Wednesday 22 September 2010

Desperately Romantic Reading

I finished reading Desperate Romantics last night after being glued to it for days.
It’s not so much that it's fantastically written – and the proofreaders should surely take the rap for some absolute howlers – but it's an entertaining romp through the lives of the Pre-Raphaelite Brotherhood.
Dante Gabriel Rossetti is an 1850s rock star painter: sexy, stomping around and swooning after every ‘stunner’ who waggles her hips at him as she wanders past.
He is joined by John Everett Millais and William Holman Hunt, who together form the 'secret' society PRB – publicly unveiled in the 1850s as the Pre-Raphaelite Brotherhood – alongside Thomas Woolner, Frederick George Stephens, James Collinson and ‘wait for me!’ tagalong little brother William Michael Rossetti.

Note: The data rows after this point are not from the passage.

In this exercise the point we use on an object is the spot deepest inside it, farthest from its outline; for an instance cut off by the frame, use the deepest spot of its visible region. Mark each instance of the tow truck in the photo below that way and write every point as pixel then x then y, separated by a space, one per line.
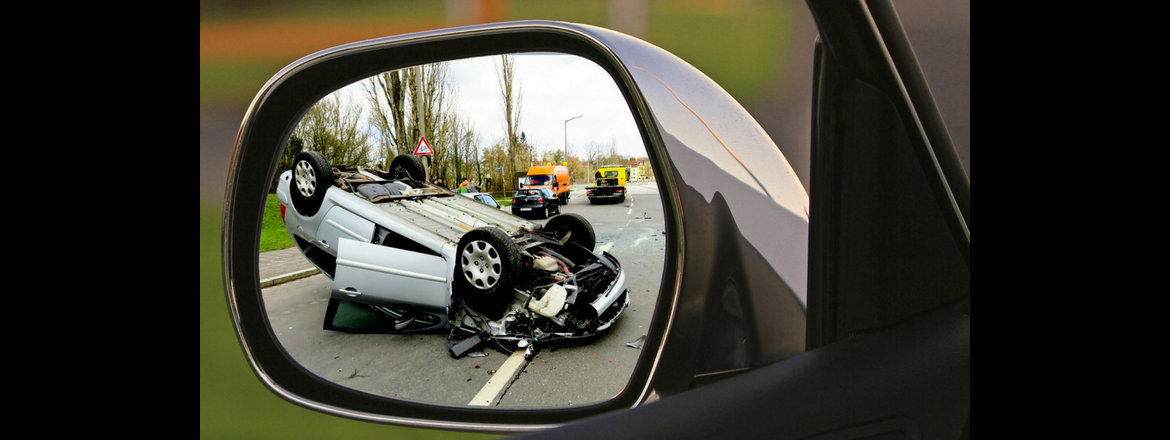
pixel 610 185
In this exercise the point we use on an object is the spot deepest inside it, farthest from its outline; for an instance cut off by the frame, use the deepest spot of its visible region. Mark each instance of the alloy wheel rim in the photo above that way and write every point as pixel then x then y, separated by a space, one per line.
pixel 305 179
pixel 482 265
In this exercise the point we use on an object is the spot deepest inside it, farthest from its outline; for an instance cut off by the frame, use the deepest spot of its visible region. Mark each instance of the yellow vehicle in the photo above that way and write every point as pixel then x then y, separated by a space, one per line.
pixel 610 185
pixel 553 177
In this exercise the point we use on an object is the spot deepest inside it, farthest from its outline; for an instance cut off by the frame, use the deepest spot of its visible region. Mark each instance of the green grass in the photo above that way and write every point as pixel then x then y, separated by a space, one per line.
pixel 233 404
pixel 273 234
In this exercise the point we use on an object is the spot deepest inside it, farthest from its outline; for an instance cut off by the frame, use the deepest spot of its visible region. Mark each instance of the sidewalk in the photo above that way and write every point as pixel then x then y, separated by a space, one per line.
pixel 277 267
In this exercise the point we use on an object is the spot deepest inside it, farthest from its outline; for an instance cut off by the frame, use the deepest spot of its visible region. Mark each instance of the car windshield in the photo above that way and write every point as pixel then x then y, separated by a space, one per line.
pixel 539 179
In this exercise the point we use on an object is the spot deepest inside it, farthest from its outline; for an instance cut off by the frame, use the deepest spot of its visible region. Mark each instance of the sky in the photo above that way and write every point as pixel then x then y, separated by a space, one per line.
pixel 553 88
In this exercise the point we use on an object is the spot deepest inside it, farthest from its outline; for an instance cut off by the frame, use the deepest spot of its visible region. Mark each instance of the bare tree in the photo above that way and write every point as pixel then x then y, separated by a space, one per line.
pixel 396 117
pixel 510 101
pixel 332 128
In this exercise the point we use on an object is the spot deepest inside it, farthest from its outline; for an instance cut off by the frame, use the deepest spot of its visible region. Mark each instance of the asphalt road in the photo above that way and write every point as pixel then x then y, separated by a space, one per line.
pixel 419 366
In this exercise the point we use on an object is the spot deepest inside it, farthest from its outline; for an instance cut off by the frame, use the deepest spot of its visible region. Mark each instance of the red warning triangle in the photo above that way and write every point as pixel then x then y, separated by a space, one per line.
pixel 424 149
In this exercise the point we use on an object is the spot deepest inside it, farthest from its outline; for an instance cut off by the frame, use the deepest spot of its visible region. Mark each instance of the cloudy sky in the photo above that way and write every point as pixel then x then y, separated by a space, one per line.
pixel 553 88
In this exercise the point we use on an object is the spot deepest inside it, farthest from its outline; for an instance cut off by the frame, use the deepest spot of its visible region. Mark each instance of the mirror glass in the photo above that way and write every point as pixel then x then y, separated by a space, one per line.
pixel 482 232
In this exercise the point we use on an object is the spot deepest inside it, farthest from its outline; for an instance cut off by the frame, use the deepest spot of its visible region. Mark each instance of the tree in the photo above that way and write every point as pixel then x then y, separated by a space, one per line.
pixel 332 128
pixel 397 119
pixel 510 102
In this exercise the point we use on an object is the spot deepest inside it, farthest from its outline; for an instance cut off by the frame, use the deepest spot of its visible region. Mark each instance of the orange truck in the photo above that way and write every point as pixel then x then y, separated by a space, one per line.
pixel 553 177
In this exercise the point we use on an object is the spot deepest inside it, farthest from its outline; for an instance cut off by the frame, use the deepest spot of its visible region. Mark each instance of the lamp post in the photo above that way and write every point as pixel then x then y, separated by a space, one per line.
pixel 566 133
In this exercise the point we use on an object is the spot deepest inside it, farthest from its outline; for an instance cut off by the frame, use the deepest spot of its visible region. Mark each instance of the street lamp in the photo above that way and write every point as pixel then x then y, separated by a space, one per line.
pixel 566 133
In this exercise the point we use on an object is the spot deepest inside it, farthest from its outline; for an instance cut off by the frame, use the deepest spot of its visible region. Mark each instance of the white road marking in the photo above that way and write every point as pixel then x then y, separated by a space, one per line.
pixel 501 378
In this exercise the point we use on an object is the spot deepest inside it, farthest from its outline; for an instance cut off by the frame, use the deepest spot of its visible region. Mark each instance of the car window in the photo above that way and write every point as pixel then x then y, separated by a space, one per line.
pixel 396 310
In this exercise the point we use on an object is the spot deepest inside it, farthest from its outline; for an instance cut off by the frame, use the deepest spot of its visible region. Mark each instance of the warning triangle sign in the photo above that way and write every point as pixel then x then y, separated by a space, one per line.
pixel 424 149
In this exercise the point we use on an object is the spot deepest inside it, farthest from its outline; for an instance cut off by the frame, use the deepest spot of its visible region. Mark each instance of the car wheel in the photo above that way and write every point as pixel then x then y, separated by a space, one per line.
pixel 582 232
pixel 407 166
pixel 487 267
pixel 311 176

As the book progresses and the second wave of Pre-Raphaelites including William Morris and Edward Burne-Jones arrive, sexually incontinent Rossetti gets bored with his first muse, shopgirl Lizzie Siddal, and beds by turns Morris’ wife Jane, Pre-Raphaelite favourite Annie and anyone else with a swanlike neck, bee-sting lips and gingery hair.
Morris seeks solace following his wife’s affair in Mrs Burne-Jones;  then Pre-Raphaelite patron Ruskin’s wife annuls their marriage and runs off with Millais, causing the scandal of the century, and they all descend into a cloud of magenta and cyan-spattered frenzy.
Oh, and they all do a bit of painting too. 
Ophelia, Proserpine, Venus Astarte – the painters cast their muses in provocative, historical settings and spark furious outrage among Victorians with their sexually charged paintings.
Meanwhile, they set the scene for a new type of Bohemian lifestyle completely at odds with society’s veneration of the family.
As well as rattling through the story, Desperate Romantics also goes some way to disprove some of the most oft-repeated legends of the Victorian era.
The myth about John Ruskin’s disgust at his bride Effie’s pubic hair (a story even Bill Bryson recounted in At Home) being the reason he failed to consummate the marriage is dismissed. No one really knows what happened when poor Effie shrugged off her nightie on her wedding night but Ruskin must have studied Life Drawing classes so whatever turned him off, it wasn’t Effie’s womanly state. 
The mistakes in it are undeniably distracting – chloral once becomes ‘choral’, Lizzie Siddall meets a ‘grizzly’ end (was one of Rossetti’s exotic animals on the loose?) and ‘had’ and ‘has’ are confused, to name just a couple of mistakes.
It does not detract too far from the overall story but it is irritating and made me wonder – probably without base – whether a finer toothcomb should have been used on the research as well as the final story.
The attraction for modern readers with the Pre-Raphaelite Brotherhood lies in the circle of friendship. I’m absolutely certain that if I was around in those times I’d have been swotting around with Christina Rossetti polishing the lyrics of In The Bleak Midwinter instead (“‘Snow had fallen, snow on snow, snow on snow?’ Bingo!”) but you can’t help imagine that if you had been sitting in the cheap seats of some hell-hole theatre, a clever artist might have walked past and decided you too had the face of Helen of Troy.
I didn’t actually watch the BBC TV series last year but having finished the book, I’m going to get myself the box set and settle down to tune in.